Zaratustra wrote: In fact, there are at least $n$ regions with red border, because the first blue line cuts $2n+1$ regions, but the second must intersect the other blue line in some region, so it cuts at most $2n$ regions with red border, and the same happens for the other $n-2$ blue lines. So, in total they cut at most $n(2n+1)+1-n$ regions with red border. The result is still true if we suppose that each blue line is in general position respect to the red lines, but not necessarily respect to the others blue lines. In fact, if two blue lines are parallel, they cut the same two unbounded regions with red border. Can anyone assert whether the above is true? I seem to have some doubts about it, but I'm waiting for the assertion first.
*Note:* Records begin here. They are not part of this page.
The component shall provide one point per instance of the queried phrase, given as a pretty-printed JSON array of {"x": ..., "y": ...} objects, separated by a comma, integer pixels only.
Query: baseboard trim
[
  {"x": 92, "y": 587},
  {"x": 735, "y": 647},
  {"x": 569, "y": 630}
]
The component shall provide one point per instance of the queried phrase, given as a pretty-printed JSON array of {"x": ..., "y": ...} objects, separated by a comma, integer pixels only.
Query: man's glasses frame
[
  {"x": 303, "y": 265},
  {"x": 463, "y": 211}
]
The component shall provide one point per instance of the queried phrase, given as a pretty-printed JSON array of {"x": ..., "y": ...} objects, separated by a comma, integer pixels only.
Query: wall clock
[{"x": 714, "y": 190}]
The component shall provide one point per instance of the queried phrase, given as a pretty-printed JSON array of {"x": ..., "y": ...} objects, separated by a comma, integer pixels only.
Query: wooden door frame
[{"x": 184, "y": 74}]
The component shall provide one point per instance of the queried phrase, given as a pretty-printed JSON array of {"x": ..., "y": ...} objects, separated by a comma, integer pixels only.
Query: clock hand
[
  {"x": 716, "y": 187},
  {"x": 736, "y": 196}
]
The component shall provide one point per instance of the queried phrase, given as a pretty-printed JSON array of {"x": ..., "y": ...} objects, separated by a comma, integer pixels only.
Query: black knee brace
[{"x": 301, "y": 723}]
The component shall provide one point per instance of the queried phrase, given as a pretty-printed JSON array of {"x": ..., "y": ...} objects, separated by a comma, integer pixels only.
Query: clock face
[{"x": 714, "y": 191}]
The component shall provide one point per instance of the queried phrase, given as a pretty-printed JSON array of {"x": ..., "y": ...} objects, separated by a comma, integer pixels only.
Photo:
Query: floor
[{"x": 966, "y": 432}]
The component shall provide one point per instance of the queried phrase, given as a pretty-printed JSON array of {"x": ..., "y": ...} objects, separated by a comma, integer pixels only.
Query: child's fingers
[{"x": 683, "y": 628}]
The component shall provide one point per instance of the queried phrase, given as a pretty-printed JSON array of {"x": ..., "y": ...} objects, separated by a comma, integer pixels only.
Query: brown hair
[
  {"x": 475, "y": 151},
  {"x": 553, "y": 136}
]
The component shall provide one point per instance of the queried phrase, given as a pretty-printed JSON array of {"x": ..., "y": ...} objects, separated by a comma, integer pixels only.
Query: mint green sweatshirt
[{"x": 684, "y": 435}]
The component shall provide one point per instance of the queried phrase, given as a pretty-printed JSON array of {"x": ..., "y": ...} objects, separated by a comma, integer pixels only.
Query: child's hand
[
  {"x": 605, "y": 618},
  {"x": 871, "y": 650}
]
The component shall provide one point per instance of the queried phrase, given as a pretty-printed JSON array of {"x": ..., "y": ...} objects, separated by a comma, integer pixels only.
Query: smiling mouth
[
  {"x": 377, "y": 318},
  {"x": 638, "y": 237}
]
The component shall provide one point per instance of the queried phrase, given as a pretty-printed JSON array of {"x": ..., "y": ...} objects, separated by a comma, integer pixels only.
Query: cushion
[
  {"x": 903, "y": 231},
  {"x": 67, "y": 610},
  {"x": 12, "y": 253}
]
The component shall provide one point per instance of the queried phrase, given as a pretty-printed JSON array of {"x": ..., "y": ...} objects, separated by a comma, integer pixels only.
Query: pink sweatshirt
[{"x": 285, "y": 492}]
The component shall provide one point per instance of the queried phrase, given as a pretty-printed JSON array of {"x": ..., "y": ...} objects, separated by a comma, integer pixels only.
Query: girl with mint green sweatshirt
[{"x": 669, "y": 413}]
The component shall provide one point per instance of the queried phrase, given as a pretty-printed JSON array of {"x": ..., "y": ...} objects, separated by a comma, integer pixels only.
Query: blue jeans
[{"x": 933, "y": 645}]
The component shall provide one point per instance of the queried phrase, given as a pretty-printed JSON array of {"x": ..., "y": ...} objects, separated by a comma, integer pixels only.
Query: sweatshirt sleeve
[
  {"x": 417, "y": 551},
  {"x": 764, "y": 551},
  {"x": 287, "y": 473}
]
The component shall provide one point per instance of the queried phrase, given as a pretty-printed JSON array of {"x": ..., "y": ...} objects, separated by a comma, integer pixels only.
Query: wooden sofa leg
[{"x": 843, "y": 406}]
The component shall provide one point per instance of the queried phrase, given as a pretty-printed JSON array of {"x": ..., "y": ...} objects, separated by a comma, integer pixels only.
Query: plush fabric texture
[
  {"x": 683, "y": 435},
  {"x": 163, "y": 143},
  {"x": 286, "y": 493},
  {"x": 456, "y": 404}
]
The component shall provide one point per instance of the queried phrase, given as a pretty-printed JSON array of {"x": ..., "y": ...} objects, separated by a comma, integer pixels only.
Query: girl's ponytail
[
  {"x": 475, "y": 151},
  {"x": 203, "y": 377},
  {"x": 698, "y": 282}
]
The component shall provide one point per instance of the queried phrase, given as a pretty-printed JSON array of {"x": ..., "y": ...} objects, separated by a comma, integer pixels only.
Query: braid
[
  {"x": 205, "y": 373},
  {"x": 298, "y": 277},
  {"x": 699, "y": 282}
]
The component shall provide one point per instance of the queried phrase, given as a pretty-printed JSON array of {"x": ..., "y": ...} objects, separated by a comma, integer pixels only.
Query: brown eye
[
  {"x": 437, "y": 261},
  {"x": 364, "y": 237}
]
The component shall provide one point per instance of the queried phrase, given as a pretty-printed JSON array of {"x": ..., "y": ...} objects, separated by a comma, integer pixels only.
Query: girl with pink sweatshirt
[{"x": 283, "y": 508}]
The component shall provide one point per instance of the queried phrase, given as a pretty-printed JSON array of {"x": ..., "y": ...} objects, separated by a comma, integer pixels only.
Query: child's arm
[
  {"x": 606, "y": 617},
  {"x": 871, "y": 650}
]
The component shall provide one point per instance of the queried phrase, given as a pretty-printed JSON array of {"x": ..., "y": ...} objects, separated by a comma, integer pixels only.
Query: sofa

It's easy to show (induction!) that $3n$ lines generate ${3n+1 \choose 2} + 1$ different regions. Let's say that a region is good if all of its borders are red, and lets try to count the number of bad regions. Let's focus on a blue line, which is cut into exactly $3n$ (induction!) segments. Each one of these segments touch exactly two regions, making them bad regions. Since there are $n$ blue lines, we have $n \cdot 3n \cdot 2 = 6n^2$ bad regions. However, whenever two blue lines meet, they count neighboring regions twice at their intersection. We should remove such regions. There are ${n\choose2}$ such blue-blue intersections, and they are associated to $4$ regions, which gives $2n(n-1) = 2n^2-2n$. So, the number of bad regions is at most $$6n^2-(2n^2-2n) = 4n^2+2n$$ The minimum for the number of good regions is therefore $${3n+1 \choose 2} + 1 - (4n^2 + 2n)= \frac{9n^2}{2} + \frac{3n}{2} + 1 - (4n^2 + 2n) = \frac{n^2}{2} - \frac{n}{2} + 1$$ Which is at least $2$ for $n \geq 2$